Haemolytic anaemias
Haemolysis causes reduction in the
normal mean RBC survival of 120 days. Causes can be intrinsic (RBC membrane
defects, enzyme defects, or haemoglobinopathies) or extrinsic (immune mediated
or mechanical RBC fragmentation).
· Symptoms:
e.g. headache, dizziness, fever,
chills, dark urine, back or abdominal
pain (intravascular haemolysis).
· Possible
precipitating factors: e.g.
infection, medications, foods such as fava
beans in G6PD deficiency.
· Ancestry:
e.g. African, Mediterranean, or
Arabic ancestry is suggestive of G6PD
deficiency in boys.
· Family
history: e.g. gallstones in
spherocytosis.
Specific examination should
include temperature, pallor, jaundice,
splenomegaly. Look for leg ulcers.
· Increased reticulocyte count
suggests increased RBC production in response to haemolysis or blood loss.
· Platelet
count: thrombocytopenia
with normal clotting suggests HUS, thrombotic
thrombocytopenic purpura (TTP); with abnormal clotting suggests DIC.
· Pancytopenia:
consider viral infection,
malignancy, hypersplenism.
· Abnormal
blood film: e.g.
spherocytes or other RBC abnormalities, malaria parasites, features of RBC fragmentation (schistocytes, burr
cells).
· Unconjugated
bilirubin: raised
level = increased RBC destruction.
· Lactate
dehydrogenase: raised
activity = increased RBC production.
· Free plasma Hb, haemoglobinuria,
haemosiderin in urine (all increased in intravascular haemolysis).

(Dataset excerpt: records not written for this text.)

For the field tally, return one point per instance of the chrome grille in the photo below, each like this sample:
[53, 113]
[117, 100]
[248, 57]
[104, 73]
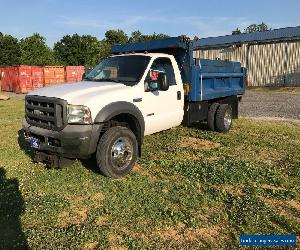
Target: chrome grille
[46, 112]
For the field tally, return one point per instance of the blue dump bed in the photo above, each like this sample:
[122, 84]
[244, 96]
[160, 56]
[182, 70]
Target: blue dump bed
[207, 79]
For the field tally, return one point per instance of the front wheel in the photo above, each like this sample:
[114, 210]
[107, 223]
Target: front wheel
[117, 152]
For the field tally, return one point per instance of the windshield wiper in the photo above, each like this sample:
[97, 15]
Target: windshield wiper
[107, 80]
[87, 79]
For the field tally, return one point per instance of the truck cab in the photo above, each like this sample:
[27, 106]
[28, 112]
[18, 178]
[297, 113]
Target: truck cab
[137, 91]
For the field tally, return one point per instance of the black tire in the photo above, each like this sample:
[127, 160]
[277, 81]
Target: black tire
[107, 162]
[224, 118]
[211, 116]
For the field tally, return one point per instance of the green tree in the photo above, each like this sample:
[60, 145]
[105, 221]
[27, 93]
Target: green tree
[257, 28]
[9, 50]
[253, 28]
[116, 37]
[34, 51]
[80, 50]
[137, 36]
[237, 31]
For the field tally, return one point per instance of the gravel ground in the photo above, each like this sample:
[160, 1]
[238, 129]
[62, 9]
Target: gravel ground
[270, 105]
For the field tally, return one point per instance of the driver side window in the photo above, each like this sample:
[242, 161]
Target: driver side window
[160, 65]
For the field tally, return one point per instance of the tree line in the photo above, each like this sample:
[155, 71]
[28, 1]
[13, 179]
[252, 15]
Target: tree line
[76, 49]
[69, 50]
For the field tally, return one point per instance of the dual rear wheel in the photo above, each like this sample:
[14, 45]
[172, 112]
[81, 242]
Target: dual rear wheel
[219, 117]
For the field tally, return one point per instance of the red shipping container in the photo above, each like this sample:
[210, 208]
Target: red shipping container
[53, 75]
[24, 82]
[5, 79]
[74, 73]
[37, 77]
[1, 76]
[11, 78]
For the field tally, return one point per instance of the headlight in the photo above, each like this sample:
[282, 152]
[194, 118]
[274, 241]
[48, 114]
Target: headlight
[79, 114]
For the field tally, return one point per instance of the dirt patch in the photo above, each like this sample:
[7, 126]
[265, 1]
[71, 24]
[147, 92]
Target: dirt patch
[196, 143]
[91, 246]
[101, 220]
[142, 171]
[282, 207]
[98, 197]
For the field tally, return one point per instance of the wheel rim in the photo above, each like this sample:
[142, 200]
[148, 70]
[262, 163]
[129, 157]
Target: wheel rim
[227, 119]
[121, 153]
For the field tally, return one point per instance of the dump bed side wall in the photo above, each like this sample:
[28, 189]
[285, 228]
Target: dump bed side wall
[212, 79]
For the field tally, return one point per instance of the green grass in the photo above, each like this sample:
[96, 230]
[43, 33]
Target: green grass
[176, 197]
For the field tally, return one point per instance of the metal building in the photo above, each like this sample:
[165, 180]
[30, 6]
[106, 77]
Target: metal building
[272, 58]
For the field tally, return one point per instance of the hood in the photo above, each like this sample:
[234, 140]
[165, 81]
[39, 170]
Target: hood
[94, 95]
[75, 91]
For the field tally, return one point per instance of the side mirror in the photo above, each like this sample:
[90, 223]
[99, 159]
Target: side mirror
[162, 82]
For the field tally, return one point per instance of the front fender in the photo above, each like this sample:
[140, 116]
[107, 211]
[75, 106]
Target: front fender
[117, 108]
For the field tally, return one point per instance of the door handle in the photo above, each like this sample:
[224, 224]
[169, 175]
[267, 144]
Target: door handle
[178, 95]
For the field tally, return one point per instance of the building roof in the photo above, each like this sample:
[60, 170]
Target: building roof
[256, 37]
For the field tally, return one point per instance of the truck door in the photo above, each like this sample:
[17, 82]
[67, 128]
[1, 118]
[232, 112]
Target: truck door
[162, 109]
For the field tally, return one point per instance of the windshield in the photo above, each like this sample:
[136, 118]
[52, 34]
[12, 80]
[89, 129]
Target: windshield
[124, 69]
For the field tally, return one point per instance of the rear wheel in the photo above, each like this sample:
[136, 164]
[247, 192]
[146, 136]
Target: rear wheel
[224, 118]
[211, 116]
[117, 152]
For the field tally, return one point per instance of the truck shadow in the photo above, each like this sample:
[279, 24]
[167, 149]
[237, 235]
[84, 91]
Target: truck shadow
[199, 125]
[23, 144]
[91, 164]
[11, 208]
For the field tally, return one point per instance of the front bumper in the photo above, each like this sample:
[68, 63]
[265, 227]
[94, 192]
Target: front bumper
[74, 141]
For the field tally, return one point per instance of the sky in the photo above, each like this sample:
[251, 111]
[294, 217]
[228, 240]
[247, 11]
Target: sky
[55, 18]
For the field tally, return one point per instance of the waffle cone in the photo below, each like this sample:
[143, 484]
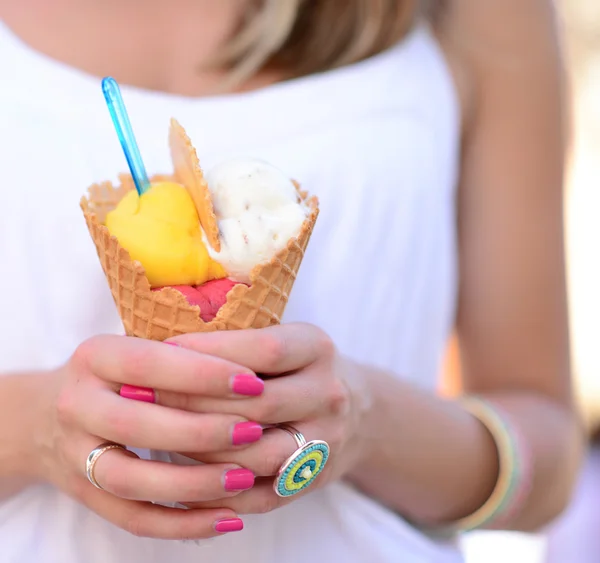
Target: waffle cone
[158, 315]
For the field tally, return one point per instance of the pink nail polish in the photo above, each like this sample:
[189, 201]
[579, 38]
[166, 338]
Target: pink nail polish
[247, 384]
[238, 480]
[144, 394]
[229, 525]
[246, 433]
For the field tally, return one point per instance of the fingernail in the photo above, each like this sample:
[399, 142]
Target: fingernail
[247, 384]
[144, 394]
[239, 480]
[246, 433]
[229, 525]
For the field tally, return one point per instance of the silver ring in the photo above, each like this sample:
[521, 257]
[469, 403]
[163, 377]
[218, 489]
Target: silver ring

· Coombs antiglobulin test to
establish if there is immune or non-immune haemolysis. Positive direct Coombs
test (DCT) = antibodies on RBC surface. Positive indirect Coombs test =
antibodies in serum.
· If DCT +ve, screen serum for red
cell isoimmune antibodies, e.g. neonatal rhesus or ABO haemolytic disease.
· If DCT +ve, IgG- and C3- specific
reagents suggest warm and cold antibody autoimmune haemolysis respectively.
· IgM for mycoplasma; CMV; EBV;
rubella; for cold antibody autoimmune haemolysis.
· Hb electrophoresis for sickle cell
anaemia, thalassaemias, unstable Hbs, e.g. Hb Koln.
· Flow cytometry for hereditary
spherocytosis.
· RBC enzyme assays for RBC enzyme
defects, e.g G6PD.
If history suggestive,
immunophenotyping (CD55 + CD59) for paroxysmal nocturnal haemoglobinuria (PNH).